En el extremos de esta corriente podemos ubicar ciertos trabajos
performáticos, que se encuentran más
allá de la representación, como algunas de las obras de Lola Arias, emparentadas
al formato propio de las conferencias.
En cualquier caso, lo que parece estar en crisis por estos
días es el modo de representar la realidad.
Quienes se sienten tocados por esta crisis no se conforman con
estructuras dramáticas en las que dicha representación se organiza alrededor de
un principio de identidad que es amenazado y que vuelve finalmente a su estado
de equilibrio, como consecuencia de la acción central de los protagonistas.
Este modo de representación parte de una concepción racional
de la misma, entendiendo por racional un ajuste entre causa y consecuencia, una
linealidad que inexorablemente conduce hacia el futuro, hacia el progreso y
hacia la afirmación de las certezas predominantes.
La representación así entendida depende de un sujeto que no
solo se conoce a sí mismo sino que cuenta con su propia voluntad para
desplegarse en el mundo, sometiéndolo según sus deseos y necesidades.
El lenguaje aquí es un instrumento de esa voluntad. Las
palabras son representantes de lo que el sujeto quiere, puede y sabe hacer con
el mundo.
No hay fractura entre la expresión de esa voluntad y su
realización efectiva.
Las obras que surgen de esta forma de pensamiento expresan
planes perfectos, que se saben de antemano y que ofrecen al espectador la
ilusión de un mundo ordenado y bajo control, donde las cosas del mundo y de los
hombres finalmente se resuelven, más allá de algún que otro sobresalto.
Desde principios del siglo XX y hasta nuestros días esta
modo de pensar y representar viene siendo cuestionado no solamente en el teatro
y en el arte en general sino también en el ámbito más universal de nuestra
cultura occidental.
El psicoanálisis, por ejemplo, puso en cuestión el dominio
pleno de la conciencia en relación al comportamiento humano. El trabajo que
Lacan hizo al articular los desarrollos semiológicos de Saussure con los
aportes freudianos, abrieron el campo a un uso diferente del lenguaje, más allá
de su dimensión comunicativa en la que el yo se expresa.
En efecto, al resguardo de esta dimensión, las palabras
representan al yo que habla, permitiéndole sostener la ilusión de que está
siendo entendido por el otro.
Las palabras son embajadores del yo que viajan hacia el otro
para reconocerse.
En nuestro trabajo nos proponemos alentar una ruptura entre
las palabras y su pretensión representativa del yo. En otros términos,
diferenciamos lo que el actor quiere decir –como dimensión propia de su
voluntad- de lo que efectivamente dice, o sea, sus dichos, en los que quedan
incluidos aquellos términos que no se esperaban decir.
El material para producir dramaturgia surge como efecto del
uso de este procedimiento de ruptura.

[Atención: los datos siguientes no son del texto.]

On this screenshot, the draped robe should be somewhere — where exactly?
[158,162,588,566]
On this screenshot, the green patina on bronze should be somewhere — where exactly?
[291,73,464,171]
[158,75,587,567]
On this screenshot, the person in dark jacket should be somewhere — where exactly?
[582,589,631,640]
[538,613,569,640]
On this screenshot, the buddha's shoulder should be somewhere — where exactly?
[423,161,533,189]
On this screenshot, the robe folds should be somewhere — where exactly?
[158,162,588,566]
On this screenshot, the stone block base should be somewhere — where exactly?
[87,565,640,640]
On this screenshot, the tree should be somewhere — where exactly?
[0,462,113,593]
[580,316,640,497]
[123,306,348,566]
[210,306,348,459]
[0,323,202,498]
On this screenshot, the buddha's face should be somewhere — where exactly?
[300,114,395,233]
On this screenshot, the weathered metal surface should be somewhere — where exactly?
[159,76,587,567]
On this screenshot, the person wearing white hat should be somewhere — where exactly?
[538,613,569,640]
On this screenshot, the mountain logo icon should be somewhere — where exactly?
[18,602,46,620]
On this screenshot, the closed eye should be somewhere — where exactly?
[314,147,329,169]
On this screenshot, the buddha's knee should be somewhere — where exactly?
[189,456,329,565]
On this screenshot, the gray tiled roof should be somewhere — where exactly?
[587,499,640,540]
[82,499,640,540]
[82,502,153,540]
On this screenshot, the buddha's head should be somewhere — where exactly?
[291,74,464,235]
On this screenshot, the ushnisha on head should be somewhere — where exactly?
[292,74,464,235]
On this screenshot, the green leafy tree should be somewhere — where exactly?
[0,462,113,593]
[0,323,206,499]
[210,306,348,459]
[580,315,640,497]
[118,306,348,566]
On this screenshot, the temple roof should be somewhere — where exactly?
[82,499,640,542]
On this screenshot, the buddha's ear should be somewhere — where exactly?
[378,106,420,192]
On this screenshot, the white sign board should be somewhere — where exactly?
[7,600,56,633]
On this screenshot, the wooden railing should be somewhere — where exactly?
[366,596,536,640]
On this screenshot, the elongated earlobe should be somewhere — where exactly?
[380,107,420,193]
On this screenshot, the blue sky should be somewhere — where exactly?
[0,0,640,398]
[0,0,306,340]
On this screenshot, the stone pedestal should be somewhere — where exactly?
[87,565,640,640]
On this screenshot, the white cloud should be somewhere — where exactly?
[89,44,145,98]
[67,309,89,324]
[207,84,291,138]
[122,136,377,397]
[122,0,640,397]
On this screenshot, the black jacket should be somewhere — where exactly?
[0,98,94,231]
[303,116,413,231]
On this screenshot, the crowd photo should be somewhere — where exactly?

La
palabra, al quedar liberada de su referencia de origen, al quedar libre de su
carga representativa, abre la posibilidad de una dimensión singular del
lenguaje, en el que su utilización ya no depende tanto de la comunicación sino
más bien de la satisfacción que provoca decirla.
Las palabras, las frases así surgidas, constituyen el
material inédito, inesperado, una posibilidad de efectuar un aporte singular al
tema alrededor del cual giran.
Pero esto ya no dependerá únicamente del registro de la
palabra imprevista.
En ese sentido, diríamos que este procedimiento nos asegura
simplemente la posibilidad de ubicarnos en el camino de la creación, que no es
otro que el camino que conduce a la absoluta ignorancia.